Hadn't I finally retreated into the inner circle of my family in 1999,
and in 2001 even withdrawn into a "normal" flat, rented
by my children?
Had I not followed the call to dedicate myself solely to
healing and harvesting my past
through the interaction with my children and grandchildren
and through learning and creating on my website?
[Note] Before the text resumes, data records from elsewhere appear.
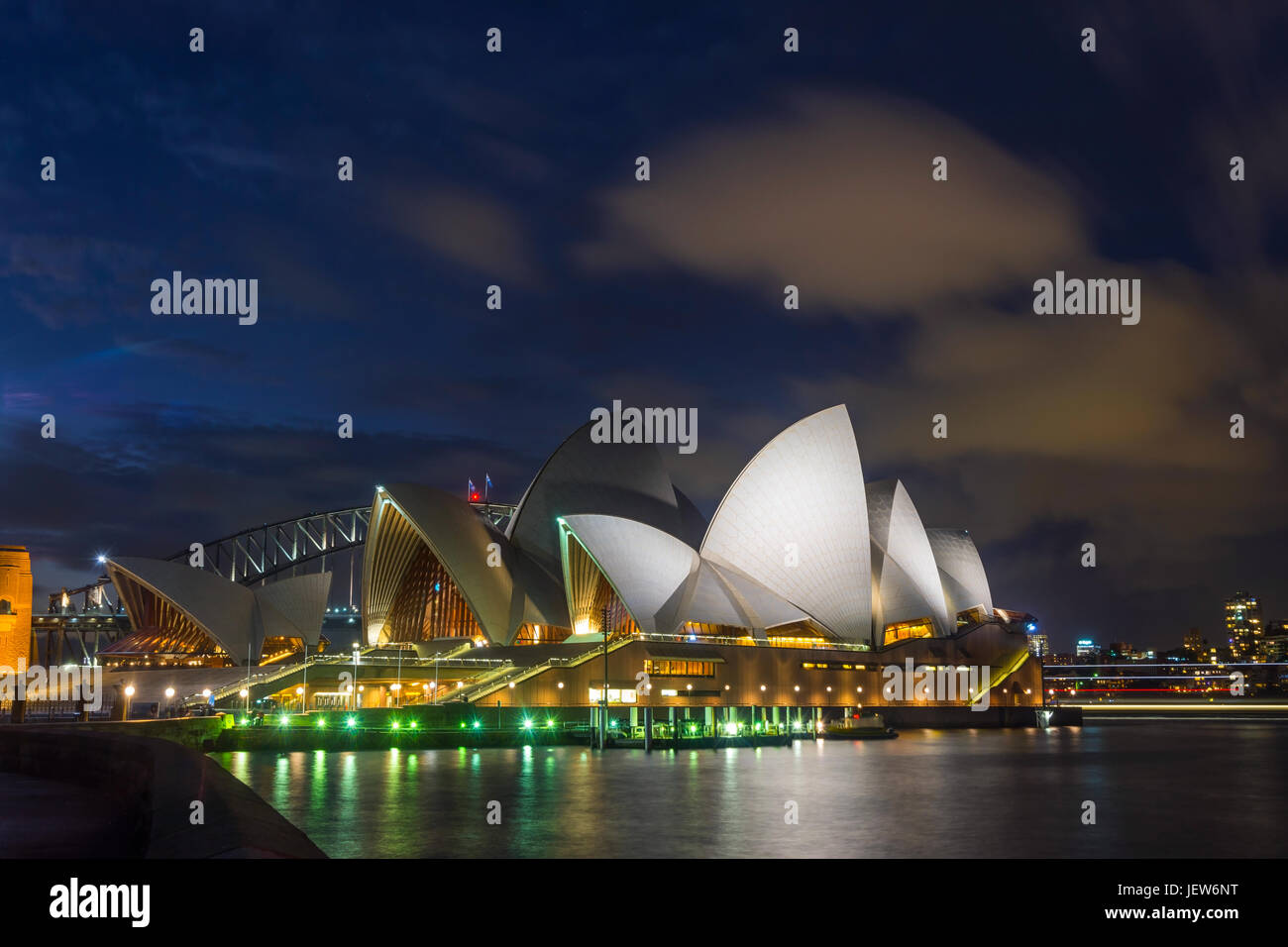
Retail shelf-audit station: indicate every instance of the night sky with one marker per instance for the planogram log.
(768, 169)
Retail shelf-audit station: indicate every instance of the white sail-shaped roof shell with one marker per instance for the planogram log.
(960, 571)
(645, 566)
(619, 479)
(802, 500)
(237, 618)
(905, 577)
(501, 596)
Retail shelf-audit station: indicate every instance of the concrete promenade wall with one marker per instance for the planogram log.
(156, 781)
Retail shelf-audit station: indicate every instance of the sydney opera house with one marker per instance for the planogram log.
(803, 586)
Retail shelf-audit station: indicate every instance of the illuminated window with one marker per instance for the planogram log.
(674, 668)
(903, 630)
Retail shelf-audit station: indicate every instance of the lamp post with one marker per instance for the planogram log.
(356, 676)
Still - to my surprise - I heard myself responding:
"Yes, Itamar, I will."
But soon after this irresponsible response
I came to my senses:
"The timing and the general direction of Itamar's project is
right.
But as to me, I am supposed to be at the Dead Sea, not in the Negev
Desert.
And the place, Itamar dreams about, is not supposed to be "a
center", but a space,
and definitely not "a village", but something that hardly
touches the Earth.
"What has the biblical Noah to do with a village? a settlement?
God forbid!
The only thing, which this savior of mankind from the huge flood did
on land,
was to plant a vinyard and get drunk and expose his intimate parts
to his sons.
[Genesis chapter 6 - 9]
It's not said anywhere that he built a house, leave alone set up a
settlement."
But I did feel,
that this call indicated a calling
towards a new assignment in the exterior world.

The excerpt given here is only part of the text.